My business partner, Mike Maloney, and I conducted two workshops in India this month. While we’ve held numerous workshops in India, these two are especially memorable, going well beyond the many who participated—52 in the first and over 100 in the second. For one, our client hosts were very gracious and hospitable, taking charge to ensure we were comfortable and went out of their way to provide everything we needed for the workshops. Second, the participants were highly enthusiastic and eager to gain our feedback about their work. They would line-up at every break—crowd is a more appropriate descriptor as they do not queue in India—to raise their laptop screen in front of our faces and vie for our assessment and coaching. Third, they gave us a standing ovation after the workshop. My, my, needless to say, we felt like rockstars.
Now to get the rocks out of my head. I’ve been thinking about different cultures and how they respond to marketing training. On the whole, US participants are quite skeptical about needing training. They believe they already know what will be covered and consider it a mere “refresher,” one which they don’t have the time to devote two days. However, they didn’t learn what we share in B-school because it isn’t taught in school, except in rare cases.
This attitude is quite different from how I, and my colleagues at Procter & Gamble, perceived training in the early stages of our careers, and as I see it now—47 years later. To me, training was an opportunity for personal development and a chance to open my mind to new ways to apply learning to grow my brand. As per those American participants to our training, if they claim they know it, then why is it that they are not applying proven principles, best practices, and quality processes? If they can’t or don’t do, then do they know what they profess to, or think they know? No way!
Many Europeans appear to have a chip on their shoulder when it comes to Americans conducting the training. Their history is a might longer than ours. We frequently encounter an attitude of, “Who the f*&k do these Americans think they are that they can teach us anything? They don’t know our brands, our competition, nor our marketers!” Well, when it comes down to it, those that hold onto that mindset miss opportunities to navigate into position to maximize, or merely optimize, brand growth and health. Our training is not about “what” to think but “how” to think. Therefore, they’re free to leverage their “insider” knowledge and unique experiences to achieve success.

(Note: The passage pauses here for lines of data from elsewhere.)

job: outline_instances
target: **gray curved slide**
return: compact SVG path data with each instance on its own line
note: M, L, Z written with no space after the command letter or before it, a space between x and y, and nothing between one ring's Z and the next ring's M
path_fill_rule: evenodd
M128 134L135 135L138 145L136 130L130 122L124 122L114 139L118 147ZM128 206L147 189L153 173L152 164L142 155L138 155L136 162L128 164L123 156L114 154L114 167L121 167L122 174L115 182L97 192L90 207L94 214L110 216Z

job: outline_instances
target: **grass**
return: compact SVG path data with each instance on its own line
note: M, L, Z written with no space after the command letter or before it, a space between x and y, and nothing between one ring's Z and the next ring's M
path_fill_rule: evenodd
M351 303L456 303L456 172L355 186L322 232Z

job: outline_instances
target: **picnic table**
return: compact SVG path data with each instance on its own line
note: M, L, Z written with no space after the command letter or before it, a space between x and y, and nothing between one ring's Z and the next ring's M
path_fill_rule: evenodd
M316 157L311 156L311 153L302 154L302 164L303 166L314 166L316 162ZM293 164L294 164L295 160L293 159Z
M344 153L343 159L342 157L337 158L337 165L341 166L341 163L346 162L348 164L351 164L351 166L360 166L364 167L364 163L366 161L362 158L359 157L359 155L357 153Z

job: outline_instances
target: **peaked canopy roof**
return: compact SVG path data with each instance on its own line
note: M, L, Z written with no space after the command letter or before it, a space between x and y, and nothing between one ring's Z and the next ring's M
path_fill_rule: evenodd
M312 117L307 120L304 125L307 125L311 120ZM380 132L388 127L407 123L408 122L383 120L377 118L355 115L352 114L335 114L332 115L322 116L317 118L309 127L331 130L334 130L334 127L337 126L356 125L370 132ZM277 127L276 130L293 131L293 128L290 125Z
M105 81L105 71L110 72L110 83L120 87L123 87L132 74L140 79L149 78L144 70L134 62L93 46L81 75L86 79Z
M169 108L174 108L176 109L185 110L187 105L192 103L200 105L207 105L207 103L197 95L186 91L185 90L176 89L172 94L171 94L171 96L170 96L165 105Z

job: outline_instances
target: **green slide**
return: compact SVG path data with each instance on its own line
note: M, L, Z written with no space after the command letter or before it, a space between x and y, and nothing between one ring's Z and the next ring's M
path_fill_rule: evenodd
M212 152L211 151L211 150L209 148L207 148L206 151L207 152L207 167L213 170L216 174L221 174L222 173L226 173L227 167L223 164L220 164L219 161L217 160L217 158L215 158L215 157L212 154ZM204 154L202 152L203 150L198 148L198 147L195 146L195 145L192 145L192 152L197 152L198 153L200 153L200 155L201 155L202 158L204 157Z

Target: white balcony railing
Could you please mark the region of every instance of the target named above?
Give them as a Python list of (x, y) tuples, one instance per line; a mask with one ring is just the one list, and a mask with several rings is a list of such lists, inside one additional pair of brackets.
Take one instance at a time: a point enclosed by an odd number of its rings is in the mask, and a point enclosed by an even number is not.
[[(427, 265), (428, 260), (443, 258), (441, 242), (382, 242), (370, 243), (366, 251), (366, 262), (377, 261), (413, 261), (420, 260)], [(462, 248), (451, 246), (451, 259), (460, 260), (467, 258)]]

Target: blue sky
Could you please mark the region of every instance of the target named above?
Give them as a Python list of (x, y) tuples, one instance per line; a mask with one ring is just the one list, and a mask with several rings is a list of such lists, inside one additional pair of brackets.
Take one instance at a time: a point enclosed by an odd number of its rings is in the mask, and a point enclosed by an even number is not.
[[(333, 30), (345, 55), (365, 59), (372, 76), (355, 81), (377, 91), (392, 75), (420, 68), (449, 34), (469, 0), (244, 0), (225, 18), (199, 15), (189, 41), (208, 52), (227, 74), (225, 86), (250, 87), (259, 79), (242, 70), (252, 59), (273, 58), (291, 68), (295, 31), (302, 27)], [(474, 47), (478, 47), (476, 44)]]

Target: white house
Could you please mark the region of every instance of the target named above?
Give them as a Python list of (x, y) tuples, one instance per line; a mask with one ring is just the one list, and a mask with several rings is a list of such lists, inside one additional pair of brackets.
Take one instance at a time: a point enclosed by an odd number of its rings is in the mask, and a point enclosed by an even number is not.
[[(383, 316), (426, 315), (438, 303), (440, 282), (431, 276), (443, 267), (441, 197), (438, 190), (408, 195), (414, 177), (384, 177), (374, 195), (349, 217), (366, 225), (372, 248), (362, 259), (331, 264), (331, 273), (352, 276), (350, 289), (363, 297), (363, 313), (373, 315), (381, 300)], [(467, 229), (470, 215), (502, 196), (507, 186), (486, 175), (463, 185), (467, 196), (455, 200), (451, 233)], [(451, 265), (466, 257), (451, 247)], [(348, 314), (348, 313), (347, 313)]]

I must interject that I’m not talking about everyone as many marketers, regardless of their culture, come prepared to learn. Moreover, these are the first mindsets and feelings that confront us. The energy we feel from them in their body language, comments, and questions. However, by the time each of our workshops concludes, they appreciate what they’ve learned. Moreover, they’re pleased with the work they’ve done in support of their brands. We’ve won them over and they are enthusiastic about being marketers and doing marketing.
Ah, the Latin Americans are a joy. They are happy to participate in the training, in life, with their colleagues and, for that moment, with us. They are most eager to talk about marketing, wine, relationships, food, family, politics, anything! They speak with great passion about each subject that arises. Every workshop is like a fiesta, joy-filled. Yes, they do want to use what they learn—every scrap of it.
Asia and the Middle East participants are like sponges. They say, “bring it on. We want to soak up as much as we can. We want to improve our knowledge and build our skills so we can out-market our competition. Yes, bring it on, and when you’re done, give us more.” They recognize that the training will empower them to be more successful and conquer the world.
As mentioned, we win over even the most skeptical. Our workshops are designed to get real work done. We develop brand positioning, messaging strategies, advertising, MBO (Marketing By Objectives) marketing plans, et al., on their brands in and for their markets. We provide the frameworks, share proven principles, best practices, and quality processes to make their work, their thinking, more productive. We also work to develop essential soft skills, such as assessing work and coaching.
Regardless of where in the world we are conducting one of our workshops, I’ll kick it off by inviting them to be “active listeners” and participants. In other words, to take action with their newfound learning. I ask them to create two columns. Label the first column, “notes.” Label the second column, “actions.” When they take note of something, like the importance of extrinsic reasons-to-believe in driving growth, they need to identify an action to do something that will enable them to capitalize on it.
Give it a try. You may very well find it will improve your productivity. No, not in how many things you get done but in doing things that will have a positive impact on brand development and growth. It can work for you regardless of whether you are American, European, Middle Eastern, Asian, or Latin American. It doesn’t matter who or what you are. It works to make you an active participant in training and life.
One last thought, participating in training, is not just a box to check-off any more than a positioning strategy statement is a format to fill in. It is an opportunity to learn, grow, enhance skills, and take actions you otherwise would not have considered.